• 中国计算机学会会刊
  • 中国科技核心期刊
  • 中文核心期刊

计算机工程与科学 ›› 2023, Vol. 45 ›› Issue (08): 1498-1507.

• 人工智能与数据挖掘 • 上一篇    下一篇

基于RoBERTa-wwm-BiLSTM-CRF的扶持政策文本实体识别研究

喻金平1,朱伟锋1,廖列法2   

  1. (1.江西理工大学信息工程学院,江西 赣州 314000;2.江西理工大学软件工程学院,江西 南昌 330000)
  • 收稿日期:2022-03-27 修回日期:2022-05-05 接受日期:2023-08-25 出版日期:2023-08-25 发布日期:2023-08-21
  • 基金资助:
    国家自然科学基金(71462018,71761018)

Entity recognition of support policy text based on RoBERTa-wwm-BiLSTM-CRF

YU Jin-ping1,ZHU Wei-feng1,LIAO Lie-fa2   

  1. (1.School of Information Engineering,Jiangxi University of Science and Technology,Ganzhou 314000;
    2.School of Software Engineering,Jiangxi University of Science and Technology,Nanchang 330000,China)
  • Received:2022-03-27 Revised:2022-05-05 Accepted:2023-08-25 Online:2023-08-25 Published:2023-08-21

摘要: 扶持政策能够帮助企业获得政府在资金补助、税务减免等方面的支持,帮助企业更好地发展。
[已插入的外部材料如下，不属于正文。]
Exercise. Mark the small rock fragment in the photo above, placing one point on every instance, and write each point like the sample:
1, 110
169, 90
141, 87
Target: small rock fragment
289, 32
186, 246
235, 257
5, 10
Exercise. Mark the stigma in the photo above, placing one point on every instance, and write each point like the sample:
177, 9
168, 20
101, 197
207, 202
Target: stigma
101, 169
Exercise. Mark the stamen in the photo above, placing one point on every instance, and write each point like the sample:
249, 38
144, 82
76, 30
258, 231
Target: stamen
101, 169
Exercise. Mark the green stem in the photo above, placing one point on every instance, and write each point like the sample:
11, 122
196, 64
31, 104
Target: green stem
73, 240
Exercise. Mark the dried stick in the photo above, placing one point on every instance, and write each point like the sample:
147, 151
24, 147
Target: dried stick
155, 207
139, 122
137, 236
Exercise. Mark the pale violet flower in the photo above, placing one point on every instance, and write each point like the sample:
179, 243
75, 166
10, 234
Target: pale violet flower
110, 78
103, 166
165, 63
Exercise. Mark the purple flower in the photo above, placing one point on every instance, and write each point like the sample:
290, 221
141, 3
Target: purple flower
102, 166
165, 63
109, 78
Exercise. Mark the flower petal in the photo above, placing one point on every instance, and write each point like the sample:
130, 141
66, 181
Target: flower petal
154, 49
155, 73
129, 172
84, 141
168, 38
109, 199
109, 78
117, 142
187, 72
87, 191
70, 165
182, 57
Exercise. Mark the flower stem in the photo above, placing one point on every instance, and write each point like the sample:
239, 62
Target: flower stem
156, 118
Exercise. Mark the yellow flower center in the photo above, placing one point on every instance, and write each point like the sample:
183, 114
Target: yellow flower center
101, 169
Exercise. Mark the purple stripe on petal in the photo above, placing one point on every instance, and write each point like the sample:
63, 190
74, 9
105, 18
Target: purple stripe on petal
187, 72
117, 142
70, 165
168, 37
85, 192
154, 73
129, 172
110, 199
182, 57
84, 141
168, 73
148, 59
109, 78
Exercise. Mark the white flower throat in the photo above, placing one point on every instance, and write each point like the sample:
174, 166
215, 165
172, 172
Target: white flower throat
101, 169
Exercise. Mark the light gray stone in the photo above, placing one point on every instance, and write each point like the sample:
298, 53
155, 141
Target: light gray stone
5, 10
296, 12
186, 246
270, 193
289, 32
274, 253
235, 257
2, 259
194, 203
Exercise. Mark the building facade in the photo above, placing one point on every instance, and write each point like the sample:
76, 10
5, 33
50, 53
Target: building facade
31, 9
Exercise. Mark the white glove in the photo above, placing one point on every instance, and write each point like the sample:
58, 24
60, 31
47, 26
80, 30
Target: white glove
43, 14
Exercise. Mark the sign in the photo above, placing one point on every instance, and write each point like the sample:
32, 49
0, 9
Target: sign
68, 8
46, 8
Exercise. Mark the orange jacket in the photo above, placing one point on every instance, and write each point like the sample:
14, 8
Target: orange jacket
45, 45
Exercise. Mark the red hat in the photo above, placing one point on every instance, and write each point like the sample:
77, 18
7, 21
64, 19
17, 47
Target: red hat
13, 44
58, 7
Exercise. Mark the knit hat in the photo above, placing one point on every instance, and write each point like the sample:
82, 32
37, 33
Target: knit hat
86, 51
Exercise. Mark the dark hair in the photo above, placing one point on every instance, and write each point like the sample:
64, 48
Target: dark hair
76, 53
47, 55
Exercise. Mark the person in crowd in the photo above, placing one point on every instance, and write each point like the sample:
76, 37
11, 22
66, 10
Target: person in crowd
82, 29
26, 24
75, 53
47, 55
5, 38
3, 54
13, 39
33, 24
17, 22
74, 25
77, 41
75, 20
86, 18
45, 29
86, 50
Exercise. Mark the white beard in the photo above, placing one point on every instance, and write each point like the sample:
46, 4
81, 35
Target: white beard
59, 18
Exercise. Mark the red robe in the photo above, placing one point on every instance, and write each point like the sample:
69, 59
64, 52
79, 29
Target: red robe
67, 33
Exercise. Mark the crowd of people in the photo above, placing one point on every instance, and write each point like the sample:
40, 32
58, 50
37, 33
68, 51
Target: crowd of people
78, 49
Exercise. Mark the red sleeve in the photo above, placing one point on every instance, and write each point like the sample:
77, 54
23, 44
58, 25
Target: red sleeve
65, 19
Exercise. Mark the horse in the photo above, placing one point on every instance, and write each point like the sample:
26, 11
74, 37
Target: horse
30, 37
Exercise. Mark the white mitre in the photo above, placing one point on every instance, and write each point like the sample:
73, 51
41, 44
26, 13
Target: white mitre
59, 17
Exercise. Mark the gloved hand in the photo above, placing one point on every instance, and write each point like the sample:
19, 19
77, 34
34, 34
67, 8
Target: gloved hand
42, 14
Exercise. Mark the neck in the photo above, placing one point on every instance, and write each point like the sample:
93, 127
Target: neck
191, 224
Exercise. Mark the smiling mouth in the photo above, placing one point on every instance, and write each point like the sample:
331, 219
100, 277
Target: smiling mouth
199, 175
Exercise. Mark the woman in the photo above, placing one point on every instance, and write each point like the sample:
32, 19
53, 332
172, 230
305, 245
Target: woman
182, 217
针对扶持政策文本存在实体边界难以划分且传统词向量无法解决一词多义的问题,提出基于RoBERTa-wwm-BiLSTM-CRF的扶持政策文本实体识别模型。该模型使用预训练语言模型RoBERTa-wwm训练得到动态词向量,能够表征词的多义性;利用BiLSTM网络进一步抽取扶持政策文本的上下文信息和语义特征;最后通过条件随机场得到最佳的预测序列。提出的模型在自建的5 512条语料组成的扶持政策数据集上的F1值达到91.7%,结果表明,该模型能够有效识别扶持政策文本的命名实体,从而提高企业筛选政策的效率。

关键词: 扶持政策文本, 预训练语言模型, 命名实体识别, 动态词向量, 企业扶持

Abstract: Support policies can help enterprises obtain government support in funding subsidies, tax reductions, and other aspects, and help enterprises develop better. In order to address the problem that the entity boundaries in support policy texts are difficult to define and traditional word vectors cannot solve the problem of polysemy, a support policy texts named entity recognition model based on RoBERTa-wwm-BiLSTM-CRF is proposed. Firstly, the model uses the pre-trained language model RoBERTa-wwm to obtain dynamic word vectors, which can represent the polysemy of words. Secondly, the BiLSTM network is used to further extract the context information and semantic features of support policy texts. Finally, the best prediction sequence is obtained through the conditional random field. The proposed model achieves an F1 value of 91.7% on a self-built support policy dataset composed of 5 512 sentences. The results show that the model can effectively recognize the named entities in support policy texts, thereby improving the efficiency of enterprise policy screening.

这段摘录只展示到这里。